Unfortunately, I'm a very novice blender user and I can't even figure out how to do that, but I'm fairly experienced in Max and I was able to do it there using FBX. I may have been going "the long way around", but what I did was export the skin and bones separately via FBX, imported them into Max and corrected the bone orientation, then exported just the armature for a mesh which had been animated in Blender and imported that into the same scene I had with just the skeleton and mesh. It still screws up the bones but if you fix them a second time (and flip the normals on the mesh) you wind up with something which is about 98-100% of what you'd want. I did this using the wolf model. Other models may present more of a challenge but hopefully not.

I'm trying to hunt down the commands in Blender 249 to 1) turn off skin mesh deformation (while I work on the bones), 2) rotate the bones individually in Blender (with a percentage snap) and really, if you know how to do those things you can almost certainly fix them in Blender, by hand.

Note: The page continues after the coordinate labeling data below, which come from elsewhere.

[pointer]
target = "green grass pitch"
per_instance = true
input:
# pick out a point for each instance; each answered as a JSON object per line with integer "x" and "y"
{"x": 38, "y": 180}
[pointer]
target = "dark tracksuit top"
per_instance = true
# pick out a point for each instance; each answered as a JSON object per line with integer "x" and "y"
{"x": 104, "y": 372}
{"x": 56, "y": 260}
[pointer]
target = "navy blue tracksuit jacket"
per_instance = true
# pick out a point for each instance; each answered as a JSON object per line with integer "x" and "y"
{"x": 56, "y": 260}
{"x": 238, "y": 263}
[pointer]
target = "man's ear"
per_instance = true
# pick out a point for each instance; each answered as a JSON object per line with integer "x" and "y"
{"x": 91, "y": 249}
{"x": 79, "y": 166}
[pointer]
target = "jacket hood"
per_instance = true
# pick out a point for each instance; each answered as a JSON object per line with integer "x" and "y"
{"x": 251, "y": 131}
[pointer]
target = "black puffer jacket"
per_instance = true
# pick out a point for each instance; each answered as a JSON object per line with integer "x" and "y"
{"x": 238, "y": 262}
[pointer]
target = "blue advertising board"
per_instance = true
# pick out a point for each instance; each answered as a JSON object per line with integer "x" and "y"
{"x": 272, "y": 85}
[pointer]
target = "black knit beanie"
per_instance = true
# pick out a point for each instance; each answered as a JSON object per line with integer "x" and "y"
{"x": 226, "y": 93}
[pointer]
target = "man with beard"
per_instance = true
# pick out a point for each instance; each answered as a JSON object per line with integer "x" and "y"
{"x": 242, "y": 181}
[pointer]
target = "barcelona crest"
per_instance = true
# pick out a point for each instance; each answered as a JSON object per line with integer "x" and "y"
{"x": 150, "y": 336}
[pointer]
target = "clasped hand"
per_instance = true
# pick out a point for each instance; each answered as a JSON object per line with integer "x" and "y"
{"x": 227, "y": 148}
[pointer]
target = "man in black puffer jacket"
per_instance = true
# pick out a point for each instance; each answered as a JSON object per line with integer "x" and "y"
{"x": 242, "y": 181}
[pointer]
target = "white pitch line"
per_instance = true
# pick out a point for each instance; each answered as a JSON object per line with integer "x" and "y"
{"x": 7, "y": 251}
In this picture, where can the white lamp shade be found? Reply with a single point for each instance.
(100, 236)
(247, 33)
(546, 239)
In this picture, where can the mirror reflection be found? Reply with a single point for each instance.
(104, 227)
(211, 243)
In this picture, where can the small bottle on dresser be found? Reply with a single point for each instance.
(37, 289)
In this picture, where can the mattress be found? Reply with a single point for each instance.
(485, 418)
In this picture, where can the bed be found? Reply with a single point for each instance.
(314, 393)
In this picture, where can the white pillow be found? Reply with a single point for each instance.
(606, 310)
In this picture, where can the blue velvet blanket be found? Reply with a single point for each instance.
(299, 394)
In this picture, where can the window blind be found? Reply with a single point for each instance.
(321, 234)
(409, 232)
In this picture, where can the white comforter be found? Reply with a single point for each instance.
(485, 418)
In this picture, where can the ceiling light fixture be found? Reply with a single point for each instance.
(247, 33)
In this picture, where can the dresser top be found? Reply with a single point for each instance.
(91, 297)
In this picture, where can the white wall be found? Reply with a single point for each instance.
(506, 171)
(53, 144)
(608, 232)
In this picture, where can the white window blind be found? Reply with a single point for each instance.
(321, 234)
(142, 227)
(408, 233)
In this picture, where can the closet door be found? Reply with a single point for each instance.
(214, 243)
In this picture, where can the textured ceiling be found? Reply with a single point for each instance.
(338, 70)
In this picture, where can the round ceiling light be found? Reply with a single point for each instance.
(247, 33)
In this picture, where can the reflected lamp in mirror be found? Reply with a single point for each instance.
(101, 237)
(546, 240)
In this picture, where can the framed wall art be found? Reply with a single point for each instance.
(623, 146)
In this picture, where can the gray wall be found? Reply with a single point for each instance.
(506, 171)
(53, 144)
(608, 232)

I'm under the assumption that when you use the python script in Blender to load the anims, that it takes whatever skeletal orientation you already have and runs with it.

If someone comes up with a fix to the script itself I and I'm sure the few hundred people who are still modding Titan Quest off and on would _really_ appreciate it. If I come up with something better, I'll post it here so everyone can benefit.

Send pm to Zskaradek, he its the blender master he can do this you tell.